Fast and furiously safe: type-safe programming with Spark DataFrames

By Alfonso Roa

Elevator Pitch

Apache Spark poses a major dilemma to programmers: if you stand for performance, then DataFrames are the option; if you strive for modularity then you must sacrifice some performance and stick to Datasets. This is too bad … and unnecessary! How can we achive both with a better DSL for DataFrames?

Description

The all-popular Big-data programming framework Spark poses a major dilemma to programmers: if you stand for performance, then DataFrames are the option; if you strive for modularity then you must sacrifice some performance and stick to Datasets. This is too bad … and unnecessary! We present doric, a new open-source Scala library that offers type-safety in DataFrame column expressions at a minimum cost, without compromising performance, and with minimum changes to your accustomed syntax. The talk guides the listener through some common problems that we commonly encounter with Spark DataFrames, and shows how doric helps us to overcome them: Run DataFrames only when it is safe to do so.
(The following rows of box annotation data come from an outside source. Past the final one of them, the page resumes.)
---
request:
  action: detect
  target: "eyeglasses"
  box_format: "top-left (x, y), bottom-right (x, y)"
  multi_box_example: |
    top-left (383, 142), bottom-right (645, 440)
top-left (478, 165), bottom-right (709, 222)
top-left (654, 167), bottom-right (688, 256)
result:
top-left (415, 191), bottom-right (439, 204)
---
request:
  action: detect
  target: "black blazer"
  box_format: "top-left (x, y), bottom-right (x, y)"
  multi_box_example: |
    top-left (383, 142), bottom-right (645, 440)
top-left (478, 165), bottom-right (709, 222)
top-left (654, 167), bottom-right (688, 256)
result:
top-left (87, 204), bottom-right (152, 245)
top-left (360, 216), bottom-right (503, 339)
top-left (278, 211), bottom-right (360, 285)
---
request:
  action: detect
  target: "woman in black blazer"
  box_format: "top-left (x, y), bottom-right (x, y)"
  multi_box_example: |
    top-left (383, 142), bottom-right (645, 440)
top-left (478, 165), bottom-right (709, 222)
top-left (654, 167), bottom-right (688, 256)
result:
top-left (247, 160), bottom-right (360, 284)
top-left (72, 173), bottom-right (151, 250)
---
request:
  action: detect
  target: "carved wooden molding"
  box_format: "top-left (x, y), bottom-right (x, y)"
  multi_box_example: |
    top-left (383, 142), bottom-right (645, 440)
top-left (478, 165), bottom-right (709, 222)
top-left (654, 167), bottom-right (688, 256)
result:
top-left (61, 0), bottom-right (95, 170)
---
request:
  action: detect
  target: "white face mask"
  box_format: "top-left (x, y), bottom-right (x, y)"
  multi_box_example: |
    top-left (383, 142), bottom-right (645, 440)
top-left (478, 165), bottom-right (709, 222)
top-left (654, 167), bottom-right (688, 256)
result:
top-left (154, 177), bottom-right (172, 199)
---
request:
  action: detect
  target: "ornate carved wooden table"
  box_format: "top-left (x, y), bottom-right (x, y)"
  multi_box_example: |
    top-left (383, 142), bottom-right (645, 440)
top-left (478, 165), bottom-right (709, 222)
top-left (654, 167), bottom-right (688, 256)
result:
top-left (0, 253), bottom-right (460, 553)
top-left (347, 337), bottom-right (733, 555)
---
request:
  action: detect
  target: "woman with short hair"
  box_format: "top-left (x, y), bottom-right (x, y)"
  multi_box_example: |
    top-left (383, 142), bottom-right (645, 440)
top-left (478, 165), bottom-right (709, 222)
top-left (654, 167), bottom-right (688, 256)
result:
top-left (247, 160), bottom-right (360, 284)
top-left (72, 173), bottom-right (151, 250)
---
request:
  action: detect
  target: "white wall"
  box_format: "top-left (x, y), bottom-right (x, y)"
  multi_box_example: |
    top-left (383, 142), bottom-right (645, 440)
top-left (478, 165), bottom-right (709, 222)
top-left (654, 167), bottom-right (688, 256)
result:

Spark will detect references to non-existing columns and will complain about that with an exception at runtime. However, Spark won’t be able to detect references to existing columns of wrong types, since type expectations are not encoded in plain columns. Using doric, we can prevent the creation of the DataFrame, since column expressions are typed. Get rid of malformed column expressions at compile time. Spark complains if we try to add integers with booleans, but it complains too late, with an exception raised at runtime. Using doric, there is no need to wait for so long: errors will be reported at compile-time! Get all errors at once. Unlike Spark, doric won’t stop at the first error: it will keep accumulating problems until no further one is found. And with a hint to the exact location of errors! Modularize your business logic. Get rid of boilerplate code and copy-paste! Doric’s combination of error location and type safety is the key enabler of a principled approach to writing libraries of column expressions and enhancing the modularity of our DataFrames.

Notes

The talk is about a DSL we are developing as an open-source project that improves the DataFrame API introducing column types to make it easier to use, readable, modular, and maintainable. The talk requires a basic knowledge of the spark API to see the differences but no need to be an expert in big data or the insides of Spark. I’m the main developer of the project and I will focus the talk on why type safety is a must when developing complex ETLS comparing common Spark with the Doric API.